From the first graph

Many of these variables have over 15% missingness (I won’t re-write the names because there are so many). Lukcily, of our degenerate distirbutions, the missingness is only around 5% for 2 of the 3. It’s over 15% for leaf.mild though, which is troublesome.

I can also see from the right-hand side plot that many of these variables are missing together, alongside other values in a certain pattern. This means that the missingness isn’t just random among predictors.

From the heatmap

Yes, I can see that certain predictor data is essentially missing for certain classes.

c

  1. Develop a strategy for handling missing data, either by eliminating predictors or imputations

I thought through a strategy for this:

  1. I’d start by eliminating the three variables that were near-zero variance. They cannot add much information, can add problems, and one of them has a 15% missingness rate on top of it.

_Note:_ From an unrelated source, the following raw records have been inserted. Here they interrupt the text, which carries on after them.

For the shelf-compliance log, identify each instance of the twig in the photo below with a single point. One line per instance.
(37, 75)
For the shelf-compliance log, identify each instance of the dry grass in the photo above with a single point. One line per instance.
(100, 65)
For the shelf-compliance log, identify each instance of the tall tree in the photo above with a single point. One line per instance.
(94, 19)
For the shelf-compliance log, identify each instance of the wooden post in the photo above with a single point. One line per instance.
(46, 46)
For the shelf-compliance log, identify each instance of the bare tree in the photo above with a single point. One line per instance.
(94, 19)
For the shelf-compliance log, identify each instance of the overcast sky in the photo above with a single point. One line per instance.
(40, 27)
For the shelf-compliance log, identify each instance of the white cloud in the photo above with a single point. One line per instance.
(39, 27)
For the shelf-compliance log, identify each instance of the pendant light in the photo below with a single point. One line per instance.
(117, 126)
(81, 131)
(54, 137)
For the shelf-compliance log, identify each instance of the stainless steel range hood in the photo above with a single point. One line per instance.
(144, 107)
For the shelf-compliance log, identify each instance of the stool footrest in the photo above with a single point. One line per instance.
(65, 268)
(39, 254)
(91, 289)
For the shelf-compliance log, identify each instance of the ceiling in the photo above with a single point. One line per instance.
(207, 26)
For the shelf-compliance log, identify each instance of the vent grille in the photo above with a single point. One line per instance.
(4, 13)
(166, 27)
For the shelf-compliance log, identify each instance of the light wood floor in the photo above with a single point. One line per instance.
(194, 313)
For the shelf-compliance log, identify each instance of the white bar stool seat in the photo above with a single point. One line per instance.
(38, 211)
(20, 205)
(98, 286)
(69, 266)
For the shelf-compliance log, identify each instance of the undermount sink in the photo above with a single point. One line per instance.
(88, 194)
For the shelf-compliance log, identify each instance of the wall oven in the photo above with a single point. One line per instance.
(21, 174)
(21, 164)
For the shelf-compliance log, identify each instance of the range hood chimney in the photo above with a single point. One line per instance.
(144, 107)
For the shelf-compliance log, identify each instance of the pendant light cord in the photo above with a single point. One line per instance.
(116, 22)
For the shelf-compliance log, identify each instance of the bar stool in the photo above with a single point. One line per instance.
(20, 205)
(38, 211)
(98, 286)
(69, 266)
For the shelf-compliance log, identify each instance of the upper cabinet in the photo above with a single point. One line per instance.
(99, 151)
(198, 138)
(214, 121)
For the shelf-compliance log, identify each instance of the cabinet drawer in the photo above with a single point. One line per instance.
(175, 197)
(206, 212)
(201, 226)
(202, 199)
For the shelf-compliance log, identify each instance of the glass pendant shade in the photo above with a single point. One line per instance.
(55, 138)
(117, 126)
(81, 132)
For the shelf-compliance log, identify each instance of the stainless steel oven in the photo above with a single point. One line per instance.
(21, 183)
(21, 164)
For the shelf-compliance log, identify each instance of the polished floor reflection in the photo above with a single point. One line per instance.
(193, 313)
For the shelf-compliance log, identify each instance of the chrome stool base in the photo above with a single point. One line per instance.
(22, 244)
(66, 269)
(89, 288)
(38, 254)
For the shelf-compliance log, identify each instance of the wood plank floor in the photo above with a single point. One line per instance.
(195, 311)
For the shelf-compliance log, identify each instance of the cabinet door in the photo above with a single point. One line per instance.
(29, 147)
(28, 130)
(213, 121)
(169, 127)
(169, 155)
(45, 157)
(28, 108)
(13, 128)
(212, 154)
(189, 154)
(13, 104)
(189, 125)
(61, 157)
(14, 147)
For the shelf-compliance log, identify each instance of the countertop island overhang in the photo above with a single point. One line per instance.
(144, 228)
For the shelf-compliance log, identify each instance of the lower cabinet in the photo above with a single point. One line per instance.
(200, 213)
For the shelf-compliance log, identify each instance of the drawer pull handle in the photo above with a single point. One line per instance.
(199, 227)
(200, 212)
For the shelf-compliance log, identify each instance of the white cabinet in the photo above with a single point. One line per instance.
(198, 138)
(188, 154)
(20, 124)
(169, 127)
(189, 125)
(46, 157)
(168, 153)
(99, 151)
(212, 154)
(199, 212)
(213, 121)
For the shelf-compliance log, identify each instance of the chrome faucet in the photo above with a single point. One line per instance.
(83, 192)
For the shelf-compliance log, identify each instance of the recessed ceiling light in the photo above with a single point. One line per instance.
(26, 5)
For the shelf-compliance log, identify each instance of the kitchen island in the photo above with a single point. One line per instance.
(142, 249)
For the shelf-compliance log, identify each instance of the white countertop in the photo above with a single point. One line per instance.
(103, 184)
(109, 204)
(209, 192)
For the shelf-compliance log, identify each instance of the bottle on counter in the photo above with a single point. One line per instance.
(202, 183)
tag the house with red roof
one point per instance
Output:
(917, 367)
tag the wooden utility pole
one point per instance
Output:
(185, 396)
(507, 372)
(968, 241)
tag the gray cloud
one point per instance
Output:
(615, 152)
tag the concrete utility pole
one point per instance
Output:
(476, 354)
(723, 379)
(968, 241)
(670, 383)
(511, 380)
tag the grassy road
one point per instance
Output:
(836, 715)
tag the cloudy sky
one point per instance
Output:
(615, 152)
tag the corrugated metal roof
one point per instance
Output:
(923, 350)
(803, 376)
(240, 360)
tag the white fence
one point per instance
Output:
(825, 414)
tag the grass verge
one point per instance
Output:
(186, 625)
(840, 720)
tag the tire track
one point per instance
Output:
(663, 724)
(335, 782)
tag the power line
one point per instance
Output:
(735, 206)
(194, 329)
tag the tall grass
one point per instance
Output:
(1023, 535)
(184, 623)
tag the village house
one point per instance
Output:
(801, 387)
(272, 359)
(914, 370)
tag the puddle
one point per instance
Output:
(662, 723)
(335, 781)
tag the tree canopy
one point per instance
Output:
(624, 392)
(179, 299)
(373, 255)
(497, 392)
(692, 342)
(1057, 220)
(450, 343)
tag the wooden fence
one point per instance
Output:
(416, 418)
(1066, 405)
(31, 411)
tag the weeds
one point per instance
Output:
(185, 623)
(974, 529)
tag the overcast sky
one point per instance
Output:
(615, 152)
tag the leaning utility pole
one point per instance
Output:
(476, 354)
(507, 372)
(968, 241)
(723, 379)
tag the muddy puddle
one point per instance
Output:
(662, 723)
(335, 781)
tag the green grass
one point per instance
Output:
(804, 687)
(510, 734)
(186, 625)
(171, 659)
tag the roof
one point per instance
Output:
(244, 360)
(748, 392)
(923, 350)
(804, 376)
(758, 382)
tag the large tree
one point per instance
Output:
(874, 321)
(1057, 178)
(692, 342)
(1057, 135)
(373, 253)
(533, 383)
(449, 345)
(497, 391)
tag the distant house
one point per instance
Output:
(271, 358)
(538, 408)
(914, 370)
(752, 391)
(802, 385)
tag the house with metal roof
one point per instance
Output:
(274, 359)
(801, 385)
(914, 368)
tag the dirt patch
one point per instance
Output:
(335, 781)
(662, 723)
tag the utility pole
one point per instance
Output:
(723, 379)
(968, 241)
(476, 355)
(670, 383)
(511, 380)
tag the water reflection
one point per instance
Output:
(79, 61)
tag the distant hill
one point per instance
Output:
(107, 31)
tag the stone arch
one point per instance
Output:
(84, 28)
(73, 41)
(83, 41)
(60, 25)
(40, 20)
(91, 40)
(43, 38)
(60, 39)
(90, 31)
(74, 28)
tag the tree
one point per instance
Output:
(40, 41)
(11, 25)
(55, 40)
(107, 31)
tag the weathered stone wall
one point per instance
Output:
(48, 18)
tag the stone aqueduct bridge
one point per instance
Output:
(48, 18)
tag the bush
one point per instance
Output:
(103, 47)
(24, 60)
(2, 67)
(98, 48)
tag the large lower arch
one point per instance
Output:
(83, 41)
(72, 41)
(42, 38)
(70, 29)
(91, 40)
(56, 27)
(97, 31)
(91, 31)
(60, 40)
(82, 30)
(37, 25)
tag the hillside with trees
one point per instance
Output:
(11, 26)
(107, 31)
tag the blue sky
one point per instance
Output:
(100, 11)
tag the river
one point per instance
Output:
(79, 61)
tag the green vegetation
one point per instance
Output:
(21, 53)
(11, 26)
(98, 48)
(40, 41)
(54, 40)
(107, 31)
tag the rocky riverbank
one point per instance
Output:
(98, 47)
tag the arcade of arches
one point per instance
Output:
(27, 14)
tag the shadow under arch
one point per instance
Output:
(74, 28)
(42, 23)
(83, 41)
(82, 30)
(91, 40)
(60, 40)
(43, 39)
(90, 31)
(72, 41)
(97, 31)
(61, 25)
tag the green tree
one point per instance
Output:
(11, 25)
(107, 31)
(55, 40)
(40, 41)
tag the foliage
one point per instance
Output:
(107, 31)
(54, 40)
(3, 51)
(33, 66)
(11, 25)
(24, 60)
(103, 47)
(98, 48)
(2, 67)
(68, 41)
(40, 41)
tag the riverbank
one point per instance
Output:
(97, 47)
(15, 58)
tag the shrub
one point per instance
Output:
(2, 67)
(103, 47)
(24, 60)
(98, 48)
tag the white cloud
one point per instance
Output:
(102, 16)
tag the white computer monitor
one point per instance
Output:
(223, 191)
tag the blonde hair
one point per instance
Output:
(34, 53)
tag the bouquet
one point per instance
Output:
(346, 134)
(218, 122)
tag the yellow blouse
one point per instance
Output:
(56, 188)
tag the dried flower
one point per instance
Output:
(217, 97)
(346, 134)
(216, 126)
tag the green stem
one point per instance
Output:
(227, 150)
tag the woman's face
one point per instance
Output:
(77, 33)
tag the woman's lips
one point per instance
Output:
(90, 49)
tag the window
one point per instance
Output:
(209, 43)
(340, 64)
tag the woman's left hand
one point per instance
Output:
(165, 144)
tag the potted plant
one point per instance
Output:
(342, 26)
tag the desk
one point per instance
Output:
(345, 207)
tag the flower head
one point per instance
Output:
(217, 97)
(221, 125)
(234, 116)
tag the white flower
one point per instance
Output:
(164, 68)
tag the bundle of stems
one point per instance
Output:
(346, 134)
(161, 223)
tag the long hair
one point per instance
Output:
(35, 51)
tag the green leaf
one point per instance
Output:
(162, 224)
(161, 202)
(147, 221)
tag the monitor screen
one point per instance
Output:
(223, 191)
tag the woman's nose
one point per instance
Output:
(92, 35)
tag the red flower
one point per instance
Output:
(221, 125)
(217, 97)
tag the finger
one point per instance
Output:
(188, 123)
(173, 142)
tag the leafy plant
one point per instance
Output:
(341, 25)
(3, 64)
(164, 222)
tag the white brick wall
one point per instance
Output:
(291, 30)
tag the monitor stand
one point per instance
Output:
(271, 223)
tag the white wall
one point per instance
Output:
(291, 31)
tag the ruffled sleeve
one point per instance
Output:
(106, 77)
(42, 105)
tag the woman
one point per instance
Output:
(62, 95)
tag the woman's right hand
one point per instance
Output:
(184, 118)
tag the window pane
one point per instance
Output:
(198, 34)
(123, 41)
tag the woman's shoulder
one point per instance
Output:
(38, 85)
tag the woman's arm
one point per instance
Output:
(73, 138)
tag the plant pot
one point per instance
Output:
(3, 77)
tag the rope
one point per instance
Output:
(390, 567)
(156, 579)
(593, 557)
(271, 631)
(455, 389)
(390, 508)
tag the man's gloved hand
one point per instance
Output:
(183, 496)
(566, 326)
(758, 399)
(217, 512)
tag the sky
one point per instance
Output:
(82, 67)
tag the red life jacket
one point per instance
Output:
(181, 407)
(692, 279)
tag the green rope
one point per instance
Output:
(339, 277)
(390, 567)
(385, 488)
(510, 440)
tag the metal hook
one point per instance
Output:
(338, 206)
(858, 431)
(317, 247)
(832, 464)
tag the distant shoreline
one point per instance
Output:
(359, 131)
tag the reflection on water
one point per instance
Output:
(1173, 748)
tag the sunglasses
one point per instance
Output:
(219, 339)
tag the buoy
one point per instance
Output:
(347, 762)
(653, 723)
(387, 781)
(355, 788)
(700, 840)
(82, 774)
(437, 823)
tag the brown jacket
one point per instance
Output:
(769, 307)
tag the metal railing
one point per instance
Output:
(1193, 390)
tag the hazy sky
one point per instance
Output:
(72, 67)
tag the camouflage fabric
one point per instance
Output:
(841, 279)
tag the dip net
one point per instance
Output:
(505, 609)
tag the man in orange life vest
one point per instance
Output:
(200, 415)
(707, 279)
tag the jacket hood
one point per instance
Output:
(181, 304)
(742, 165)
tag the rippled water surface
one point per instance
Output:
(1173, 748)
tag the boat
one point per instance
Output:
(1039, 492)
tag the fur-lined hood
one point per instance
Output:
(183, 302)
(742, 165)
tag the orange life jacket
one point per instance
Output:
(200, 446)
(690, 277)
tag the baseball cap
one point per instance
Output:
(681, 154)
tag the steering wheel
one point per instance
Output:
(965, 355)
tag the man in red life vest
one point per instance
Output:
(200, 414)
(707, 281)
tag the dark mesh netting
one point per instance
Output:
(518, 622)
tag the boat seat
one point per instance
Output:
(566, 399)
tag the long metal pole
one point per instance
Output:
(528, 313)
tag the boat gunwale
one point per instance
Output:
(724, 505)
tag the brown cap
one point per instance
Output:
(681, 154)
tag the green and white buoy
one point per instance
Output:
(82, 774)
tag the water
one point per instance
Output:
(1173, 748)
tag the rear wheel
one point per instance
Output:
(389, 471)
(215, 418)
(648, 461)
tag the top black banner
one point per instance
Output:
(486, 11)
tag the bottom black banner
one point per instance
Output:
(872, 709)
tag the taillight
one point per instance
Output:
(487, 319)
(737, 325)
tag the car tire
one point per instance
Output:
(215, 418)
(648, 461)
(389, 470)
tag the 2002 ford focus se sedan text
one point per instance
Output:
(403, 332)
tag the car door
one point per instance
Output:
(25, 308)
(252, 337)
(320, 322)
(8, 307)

  2. For the data that I am able to impute (more on this on the next bullet point), I’d use KNN imputation. This is pretty suitable for the type of data we have here, when the missingness clumps together among similar cases. Plus, some other imputation methods simply wouldn’t be suited to this. Mice, for example, assume missing at random (MAR) data, and it looks like that is not what we have here.

  3. Lastly there is data that I should be certain not to impute. There were classes + predictors in my last plot that were 100% missing. I’d either need to remove this data from the data set (since we should never be trying to predict those values), or I’d need to add a feature flag for that missingness.